Era incrível: a menina usava o computador há poucos dias e já havia chegado a esse nível? Tão motivada para jogar?

Michiko, animada, digitava comandos textuais repetidamente, explicando: “Chama-se ‘O Tesouro do Dragão’, vi no fórum, é muito divertido.”

Como assim, você já sabe usar fóruns?

Rin Chihara sentiu um arrepio. Não era à toa que ela estava tão entusiasmada, sem o comportamento dócil habitual. Será que se tornaria uma viciada em internet?

Perguntou: “Como você aprendeu a navegar?”

“Foi Shiraki-san que me ensinou.” Michiko respondeu sem preocupação, já sem reservas após tanto tempo de convivência com Rin Chihara.

Ele ficou alguns segundos em silêncio, achando aquilo perigoso; jogos online podem ser viciante a ponto de ninguém conseguir tirar a pessoa, mas, com apenas duas horas diárias, talvez não fosse necessário intervir.

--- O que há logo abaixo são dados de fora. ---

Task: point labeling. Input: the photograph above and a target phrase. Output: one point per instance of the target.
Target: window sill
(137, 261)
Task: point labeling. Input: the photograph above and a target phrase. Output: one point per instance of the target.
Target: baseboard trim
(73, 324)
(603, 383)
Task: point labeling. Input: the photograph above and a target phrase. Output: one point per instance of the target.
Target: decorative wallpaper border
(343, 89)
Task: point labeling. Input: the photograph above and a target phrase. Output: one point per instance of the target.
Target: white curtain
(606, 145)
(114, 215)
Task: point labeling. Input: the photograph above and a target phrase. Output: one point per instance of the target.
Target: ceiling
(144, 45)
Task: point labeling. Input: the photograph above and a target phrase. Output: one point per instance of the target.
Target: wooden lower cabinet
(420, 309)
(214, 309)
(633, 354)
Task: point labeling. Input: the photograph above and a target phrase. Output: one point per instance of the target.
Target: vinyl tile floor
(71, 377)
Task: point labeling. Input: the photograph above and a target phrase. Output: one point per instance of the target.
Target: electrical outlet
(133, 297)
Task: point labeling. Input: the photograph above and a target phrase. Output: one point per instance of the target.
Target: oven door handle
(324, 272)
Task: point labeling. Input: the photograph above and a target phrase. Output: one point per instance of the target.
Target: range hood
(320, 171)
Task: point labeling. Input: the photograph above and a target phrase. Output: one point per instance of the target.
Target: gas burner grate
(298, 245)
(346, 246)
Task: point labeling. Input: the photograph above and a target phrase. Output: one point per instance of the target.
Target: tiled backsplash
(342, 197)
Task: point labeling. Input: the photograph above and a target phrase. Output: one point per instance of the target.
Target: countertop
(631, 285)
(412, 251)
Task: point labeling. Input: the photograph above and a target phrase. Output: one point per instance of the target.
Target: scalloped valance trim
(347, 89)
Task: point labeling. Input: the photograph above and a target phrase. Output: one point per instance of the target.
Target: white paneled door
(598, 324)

Observando o rosto de Michiko, viu um sorriso genuíno, radiante, com olhos brilhando de alegria, como se naquele mundo virtual encontrasse verdadeira liberdade, podendo fazer tudo que desejava.

Suspirou e desistiu de tentar convencê-la; afinal, o MUD é um tipo de jogo relativamente saudável, podendo até estimular a imaginação das crianças, não havia mal algum.

Estendendo a mão, apontou para a tela e disse: “Siga para o leste, o monstro está claramente ali.”

Michiko continuava explorando o oeste, coletando materiais: “Eu sei, mestre, mas aquele monstro parece forte, acho que não consigo vencê-lo.”

“Como sabe sem lutar? Tente pelo menos uma vez.”

“Não quero, vou morrer.”

“E daí? Vai ficar girando aqui para sempre? Tente, ao menos, uma vez. O fracasso é só um passo rumo ao sucesso!”

“Melhor não, mestre.” Michiko, embora pequena, era teimosa, recusando-se totalmente a obedecer às orientações de Rin Chihara, que se irritou.

Pegou o bloco de notas e começou a bater de leve na cabeça da menina, ordenando: “Vá logo para o leste, o aviso é claro, só assim você entra na próxima fase. Assim não é eficiente!”

Passar de fase é o mais importante, é esse o propósito do jogo; ficar sempre colhendo frutas não leva a nada.

“Por favor, mestre, deixa eu jogar do meu jeito, pode ser?” Michiko, cansada das batidas, virou-se e suplicou, usando de seu talento dramático, com olhos cintilando, “Pensei nisso o dia todo, me deixa brincar sozinha um pouco, mestre!”

Mesmo virando a cabeça, suas mãos não pararam de digitar comandos textuais, sem erros. Rin Chihara ficou impressionado: a menina era realmente dedicada, já conseguia digitar sem olhar, talvez por tocar piano, com aqueles dez dedinhos ágeis!

Não havia mais autoridade de mestre; a aprendiz não aceitava orientação nem para jogar. Ele balançou a cabeça e voltou a se sentar. Se fosse um colega de universidade jogando desse modo, já teria tomado o computador, mas com uma aprendiz, era diferente.

Retomou o trabalho, e depois de mais meia hora, o relógio eletrônico no pulso de Michiko tocou.

Ela, relutante, despediu-se de Rin Chihara—não por saudade do mestre simpático, mas do computador, só poderia jogar no dia seguinte.

Saiu com o rosto triste, e Rin Chihara sentiu que havia algo pendente, até que não resistiu, foi até o computador, sentou-se e abriu a página do MUD, descobrindo que estava com login automático, alegrando-se.

Sua aprendiz tola, eu disse para ir ao leste, você não foi; então o mestre vai!